What are the possible distances between the video projector and the scene / sample? Is the focal length of the video projector the limiting factor ?
The recommended distances of use for macroscopic scenes are between 50cm and 1m. A key factor to take into account is that the optical flux reflected by the scene decreases in proportion to the square of this distance. In other words, depending on the reflectivity of the objects in the scene, the measurement distance will have to be optimised to guarantee the quality of the measured data and limit acquisition times.
Are there more efficient wavelength ranges ? What about infrared?
By design, the ONE-PIX kit is optimised to operate in the visible spectral range (400nm-700nm). However, it is possible to adapt the instrument’s optics to extend the spectral range to 800 nm. Note that these parameters also depend on the specifications of the spectrometer used.
How long does it take to acquire an image and what parameters can be changed to optimise data quality ?

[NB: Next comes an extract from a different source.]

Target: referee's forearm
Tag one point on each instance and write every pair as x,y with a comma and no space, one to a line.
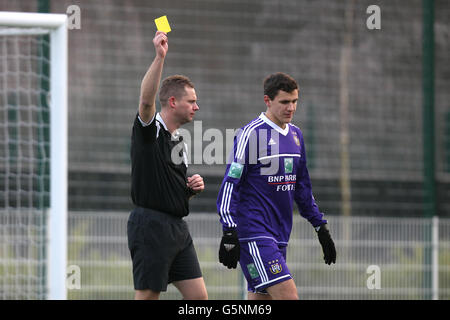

To measure a hypercube – a three-dimensional image in which each pixel corresponds to a spectrum – a user must choose the desired resolution and optimise the spectrometer’s integration time in order to maximise the spectral quality of the measurements. A parameter that allows multiple repetitions to be measured per projection and optimises spectral quality is also implemented. The spatial resolution of the scene depends on the imaging method used. In the end, acquisition times are proportional to the product of the spectrometer integration time, the number of repetitions per projection and the number of projections of structured patterns.
In terms of the number of structured patterns to be generated, the paradigm in compressed imaging is that you need as many as the pixels targeted. The challenge in this new discipline is to reduce this ratio depending on the use case. In real field conditions, the PRO-PIX sensor achieves a ratio of 25% for professional scenes, without any prior knowledge, and below 1% with a custom algorithm. Using the ONE-PIX kit is a good practical exercise (or even a good challenge for a student project) to ask the students to implement the libraries needed to reduce this acquisition compression ratio, with various constraints such as the absence of loss of angular information, the existence of a priori information or homogeneous acquisition conditions…
Is there a limitation in terms of spectral range? In other words, can we measure up to 2400/2500 nm?
At present, the ONE-PIX kit measures in the visible and near infrared regions. The industrial version, PRO-PIX, will enable you to measure over a wider spectral range (UV/VIS/SWIR).
Given the cost of 400-1000 nm HSI cameras, is the price advantage of the ONE PIX system worthwhile if we stay below 1000 nm?
ONE-PIX is a very good lab and teaching tool. The instrument is affordable compared with other spectral cameras, it can be reconfigured in terms of hardware and software to avoid significant additional costs for future adaptations and, above all, this kit gives access to a growing community of users and researchers for different types of use cases.
What type of spectrometer can be adapted as a hyperspectral imager using the ONE-PIX kit?
To adapt a spectrometer in the ONE-PIX kit, it must be controllable via Python. In addition, depending on your needs, you need to take a close look at which spectrometer to select for reasons of measurement speed or quality. Photonics Open Projects and IDIL will be happy to help you with these questions.